Twenty-one published studies and 19 unpublished studies were included; the total number of participants was 1,953. These studies provided 51 treatment versus control comparisons.
The overall pooled analysis (mean d=0.67) included 173 effect sizes, generated from 40 studies of all relevant measures and comparisons. Since the value was in the medium range it indicated that the average child receiving CBT would be in the lower quartile of the nontreated group. However, there was evidence of statistical heterogeneity (Q=250.42, d.f.=172, P<0.0001). The effect sizes by domain of measurement, source of information and treatment type varied from 0.63 to 0.73, -0.07 to 0.69 and 0.36 to 0.79, respectively; skills training and multimodal interventions were the most effective treatment types.
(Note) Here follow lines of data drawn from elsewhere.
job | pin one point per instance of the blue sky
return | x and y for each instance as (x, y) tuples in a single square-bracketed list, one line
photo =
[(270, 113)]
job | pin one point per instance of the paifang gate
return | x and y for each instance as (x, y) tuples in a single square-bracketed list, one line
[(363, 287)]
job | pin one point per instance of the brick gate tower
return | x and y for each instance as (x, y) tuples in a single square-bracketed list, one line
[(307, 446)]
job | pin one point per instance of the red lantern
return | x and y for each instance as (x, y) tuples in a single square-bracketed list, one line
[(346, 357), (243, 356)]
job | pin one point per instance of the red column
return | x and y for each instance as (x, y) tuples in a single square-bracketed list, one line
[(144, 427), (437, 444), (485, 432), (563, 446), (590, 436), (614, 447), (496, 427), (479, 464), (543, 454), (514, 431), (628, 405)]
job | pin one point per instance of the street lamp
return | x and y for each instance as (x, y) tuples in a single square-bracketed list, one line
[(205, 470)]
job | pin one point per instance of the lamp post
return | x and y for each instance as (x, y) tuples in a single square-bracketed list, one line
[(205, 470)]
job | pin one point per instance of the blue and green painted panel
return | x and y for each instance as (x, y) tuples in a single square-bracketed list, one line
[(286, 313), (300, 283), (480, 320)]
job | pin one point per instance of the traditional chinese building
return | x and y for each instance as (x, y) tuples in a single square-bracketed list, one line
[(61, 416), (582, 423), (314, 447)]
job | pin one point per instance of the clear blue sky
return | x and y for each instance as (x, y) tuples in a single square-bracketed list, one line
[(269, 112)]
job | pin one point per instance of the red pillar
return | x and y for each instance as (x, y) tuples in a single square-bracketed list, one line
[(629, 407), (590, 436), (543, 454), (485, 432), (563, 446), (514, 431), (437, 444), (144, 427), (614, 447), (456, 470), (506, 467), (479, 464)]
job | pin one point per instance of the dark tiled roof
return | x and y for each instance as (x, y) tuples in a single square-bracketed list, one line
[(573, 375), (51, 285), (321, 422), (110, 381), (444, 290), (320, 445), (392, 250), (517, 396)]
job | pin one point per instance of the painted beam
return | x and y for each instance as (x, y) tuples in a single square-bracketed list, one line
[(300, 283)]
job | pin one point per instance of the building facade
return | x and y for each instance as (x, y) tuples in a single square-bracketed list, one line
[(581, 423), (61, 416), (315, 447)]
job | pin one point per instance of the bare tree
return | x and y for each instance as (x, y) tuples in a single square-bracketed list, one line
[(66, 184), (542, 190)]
It was also found that feedback, modelling and homework assignments were all statistically positively related to the overall effect size (Spearman rank-order correlation, rho=0.55, P<0.001; rho=0.46, P<0.001; rho=0.31, P<0.05, respectively).
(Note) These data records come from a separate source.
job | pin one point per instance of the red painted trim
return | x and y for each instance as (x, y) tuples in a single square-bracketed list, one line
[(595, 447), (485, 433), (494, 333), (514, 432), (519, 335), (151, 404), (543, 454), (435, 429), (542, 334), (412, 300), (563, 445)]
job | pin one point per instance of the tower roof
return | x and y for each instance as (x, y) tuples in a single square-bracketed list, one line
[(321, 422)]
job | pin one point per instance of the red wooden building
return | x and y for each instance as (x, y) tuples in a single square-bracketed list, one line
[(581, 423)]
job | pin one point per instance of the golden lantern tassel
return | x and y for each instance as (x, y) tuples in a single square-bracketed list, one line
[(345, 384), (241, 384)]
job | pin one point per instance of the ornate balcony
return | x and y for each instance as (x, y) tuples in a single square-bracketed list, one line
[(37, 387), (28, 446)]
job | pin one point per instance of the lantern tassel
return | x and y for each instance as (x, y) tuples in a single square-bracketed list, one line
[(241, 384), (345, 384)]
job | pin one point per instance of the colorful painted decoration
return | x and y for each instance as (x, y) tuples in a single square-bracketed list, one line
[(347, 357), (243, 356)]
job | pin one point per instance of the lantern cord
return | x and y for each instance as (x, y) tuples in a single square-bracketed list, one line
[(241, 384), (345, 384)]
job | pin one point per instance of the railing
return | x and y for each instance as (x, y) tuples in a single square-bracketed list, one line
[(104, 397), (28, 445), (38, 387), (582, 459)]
Results of the tests of inter-observer agreement levels ranged from 0.87 to 0.51 for treatment type, problem severity and treatment integrity.
Using a 'small effect' value of 0.20 in the fail-safe N calculations, the authors anticipated that an extra 117 studies with small effect size would be required to reduce the overall d-value to 0.20.
There was no significant difference in the overall effect size between published and unpublished studies (d=0.64 and d=0.70, respectively, P<0.59).
Randomisation, rater blinding and treatment integrity were found not to be significantly related to the magnitude of the effect size.